1575. Un groupe d'hommes, dans un immense palais, contemplent une immense carte, et l'un d'entre eux couvre de son ombre une importante partie de la carte, et annonce quelque chose qui ressemble beaucoup à "Aujourd'hui l'Espagne, demain le monde!" Philippe d'Espagne vient de lancer un processus qui va le conduire à défier la plus puissante nation du monde, la Grande-Bretagne, et son impressionnante reine Elizabeth. Mais dans cette séquence, où Michael Curtiz joue de l'espace, de l'ombre, de la composition et du costume (Les hommes sont tous habillés en noir et ressemblent à des dignitaires fascistes), il est difficile d'oublier que le film date de 1940, et qu'une telle volonté malsaine d'hégémonie sonne un peu trop contemporaine pour que ce soit innocent... Car, et c'est vite évident, ce Sea hawk n'a aucun rapport avec la première version tournée en 1924 par Frank Lloyd. c'est un véhicule pour Errol Flynn, dans lequel Michael Curtiz semble une fois de plus partir en mission pour les frères Warner, toujours plus rooseveltiens que la Maison Blanche, et anticiper sur l'inévitable retournement à venir: car en 1940, les Américains ne comptent pas encore s'engager dans la guerre... pour l'instant.
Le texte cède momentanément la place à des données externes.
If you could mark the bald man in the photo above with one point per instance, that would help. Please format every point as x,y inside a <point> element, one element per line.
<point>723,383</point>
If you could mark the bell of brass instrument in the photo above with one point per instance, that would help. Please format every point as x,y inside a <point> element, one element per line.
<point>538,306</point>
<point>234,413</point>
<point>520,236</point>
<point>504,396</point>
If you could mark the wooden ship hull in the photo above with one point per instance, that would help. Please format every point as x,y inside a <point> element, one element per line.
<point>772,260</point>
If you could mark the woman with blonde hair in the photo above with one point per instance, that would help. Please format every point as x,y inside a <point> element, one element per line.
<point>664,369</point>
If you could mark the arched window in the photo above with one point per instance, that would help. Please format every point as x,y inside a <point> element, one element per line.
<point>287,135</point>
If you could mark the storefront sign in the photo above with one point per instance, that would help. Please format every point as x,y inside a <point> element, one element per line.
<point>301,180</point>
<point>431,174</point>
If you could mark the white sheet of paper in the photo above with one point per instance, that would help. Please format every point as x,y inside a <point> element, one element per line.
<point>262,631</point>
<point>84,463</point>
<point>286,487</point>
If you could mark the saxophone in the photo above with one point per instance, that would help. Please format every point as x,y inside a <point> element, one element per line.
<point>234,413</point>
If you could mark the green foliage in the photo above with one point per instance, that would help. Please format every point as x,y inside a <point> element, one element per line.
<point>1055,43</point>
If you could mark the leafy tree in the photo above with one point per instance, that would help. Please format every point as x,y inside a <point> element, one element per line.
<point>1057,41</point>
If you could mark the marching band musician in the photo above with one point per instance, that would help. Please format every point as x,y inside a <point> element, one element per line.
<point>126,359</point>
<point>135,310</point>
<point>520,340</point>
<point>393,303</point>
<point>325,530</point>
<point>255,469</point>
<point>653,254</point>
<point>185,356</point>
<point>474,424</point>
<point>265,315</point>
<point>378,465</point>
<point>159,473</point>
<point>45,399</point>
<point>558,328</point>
L'intrigue du film suit les aventures de Geoffrey Thorpe, un corsaire qui agit essentiellement pour sa reine, et qui va être aux premières loges des conflits à venir. Il va bien sur y trouver l'amour, en la personne de Dona Maria Alvarez, une noble Espagnole qui a des affinités avec l'Angleterre. En chemin, il va y avoir des combats navals, des coups de théâtre, des évasions spectaculaires, des traîtrises, et bien sur un duel fantastique. Ce film offre tout ce qu'on peut espérer d'un film de Michael Curtiz avec Errol Flynn, mais de fait, le vieux maître est inspiré! Le budget de ce film a du être colossal: le luxe visuel, le soin apporté aux décors, la beauté constante de l'image sont admirables, et Curtiz a signé le film de bout en bout: séquences de balayages d'immenses espaces remplis de figurants, scènes d'actions tournées au plus près des corps, et ombres gigantesques qui prennent la place des acteurs... Il s'est trouvé à l'aise dans cette histoire de corsaire qui doit convaincre sa reine de ne pas écouter les mauvaises personnes, et qui doit tout sacrifier s'il le faut pour un idéal plus grand que tout.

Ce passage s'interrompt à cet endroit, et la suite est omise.